Tucker married his long-term girlfriend Tracey in 2010. They have three children.

===Footwear and fashion===
Tucker is a self-proclaimed "sneakerhead" and owns thousands of pairs of sneakers, stored in several locations across the country. On August 22, 2016, SLAM named Tucker the solidified number 1 sneakerhead in the NBA, due to not only his number of shoes, but also their quality. Some of his shoes include rare "player edition" pairs of sneakers made for former NBA players such as Shawn Marion, Michael Finley, Josh Howard and Eddie Jones, as well as some rare Terror Squad pairs designed by the rapper Fat Joe.

In 2020, Tucker signed a short-term content deal with eBay to help them boost their sales. The 'Sneaker Loft' showcased between 700 and 1,000 of Tucker's most premium pairs.
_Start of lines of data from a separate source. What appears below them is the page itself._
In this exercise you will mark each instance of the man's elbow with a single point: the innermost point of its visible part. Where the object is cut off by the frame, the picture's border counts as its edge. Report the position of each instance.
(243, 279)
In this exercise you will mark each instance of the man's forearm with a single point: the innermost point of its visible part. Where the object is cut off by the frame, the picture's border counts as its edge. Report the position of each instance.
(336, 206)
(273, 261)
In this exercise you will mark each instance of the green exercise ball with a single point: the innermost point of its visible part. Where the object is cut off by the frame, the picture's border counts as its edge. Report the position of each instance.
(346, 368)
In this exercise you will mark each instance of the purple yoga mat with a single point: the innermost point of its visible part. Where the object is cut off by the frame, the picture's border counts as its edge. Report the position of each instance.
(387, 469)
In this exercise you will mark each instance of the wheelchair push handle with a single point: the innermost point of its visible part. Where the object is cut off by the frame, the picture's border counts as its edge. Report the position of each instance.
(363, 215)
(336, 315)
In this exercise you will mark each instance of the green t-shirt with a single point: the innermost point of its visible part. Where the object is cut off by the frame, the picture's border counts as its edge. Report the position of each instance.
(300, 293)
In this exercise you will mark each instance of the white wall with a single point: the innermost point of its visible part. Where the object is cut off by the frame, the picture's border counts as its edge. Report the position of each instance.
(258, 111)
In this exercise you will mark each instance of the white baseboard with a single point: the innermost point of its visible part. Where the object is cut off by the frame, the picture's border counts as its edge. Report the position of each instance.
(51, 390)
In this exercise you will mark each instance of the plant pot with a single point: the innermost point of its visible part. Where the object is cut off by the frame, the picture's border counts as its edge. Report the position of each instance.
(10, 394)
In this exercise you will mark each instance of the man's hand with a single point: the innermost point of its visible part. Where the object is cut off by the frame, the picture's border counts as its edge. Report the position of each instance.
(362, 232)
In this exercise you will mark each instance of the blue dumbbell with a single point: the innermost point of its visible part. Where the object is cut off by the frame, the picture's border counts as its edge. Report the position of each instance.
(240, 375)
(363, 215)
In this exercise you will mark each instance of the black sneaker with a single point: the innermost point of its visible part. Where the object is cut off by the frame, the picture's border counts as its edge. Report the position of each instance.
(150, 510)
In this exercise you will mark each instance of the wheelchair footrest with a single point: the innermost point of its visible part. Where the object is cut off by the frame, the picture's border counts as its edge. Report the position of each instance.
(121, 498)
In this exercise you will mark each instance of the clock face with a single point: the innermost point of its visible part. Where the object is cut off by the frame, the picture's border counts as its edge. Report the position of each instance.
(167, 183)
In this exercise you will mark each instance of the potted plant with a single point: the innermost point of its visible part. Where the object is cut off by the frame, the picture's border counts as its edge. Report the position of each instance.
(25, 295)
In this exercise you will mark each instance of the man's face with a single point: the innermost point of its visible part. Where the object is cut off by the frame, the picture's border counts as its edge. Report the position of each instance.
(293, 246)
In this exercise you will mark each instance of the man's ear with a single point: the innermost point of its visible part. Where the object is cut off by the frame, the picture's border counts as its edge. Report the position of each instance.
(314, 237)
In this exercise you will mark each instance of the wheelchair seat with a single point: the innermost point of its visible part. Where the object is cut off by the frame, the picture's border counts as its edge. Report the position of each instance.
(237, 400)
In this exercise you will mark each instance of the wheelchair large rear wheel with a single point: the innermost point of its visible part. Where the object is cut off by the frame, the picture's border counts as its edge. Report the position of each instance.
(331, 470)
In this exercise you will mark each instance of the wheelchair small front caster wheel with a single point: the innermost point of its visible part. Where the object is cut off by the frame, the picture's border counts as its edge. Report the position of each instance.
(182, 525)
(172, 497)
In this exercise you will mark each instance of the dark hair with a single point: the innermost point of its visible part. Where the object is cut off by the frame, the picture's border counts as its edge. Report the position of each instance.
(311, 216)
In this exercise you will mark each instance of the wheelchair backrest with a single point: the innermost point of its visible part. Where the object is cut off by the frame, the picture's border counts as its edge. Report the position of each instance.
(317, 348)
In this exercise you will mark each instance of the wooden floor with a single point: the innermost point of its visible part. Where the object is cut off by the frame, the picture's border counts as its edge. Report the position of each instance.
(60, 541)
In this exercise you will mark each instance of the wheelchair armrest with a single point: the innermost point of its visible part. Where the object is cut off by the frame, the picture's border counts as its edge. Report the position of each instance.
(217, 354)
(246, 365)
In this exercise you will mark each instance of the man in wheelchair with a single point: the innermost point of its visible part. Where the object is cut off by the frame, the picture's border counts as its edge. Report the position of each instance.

The collection included a pair of Nike SB Dunk Ben & Jerry's "Chunky Dunky" that he purchased on eBay for $2,000. Tucker's relationship with eBay traces back to his University of Texas days when he was introduced to the platform by former Longhorns teammate, Royal Ivey.

In a June 2021 interview with GQ, Tucker said on his love of fashion: "What regular people call stuntin' is everyday life for me. Like, I get dressed up everyday. Everyday I leave the house, even if I just put on some sweats, it ain't just some sweats. I'm puttin' on something. I take my time to get dressed. I care about my appearance. If I look good, I play good. It all coincides, it all goes together, it's a chain reaction."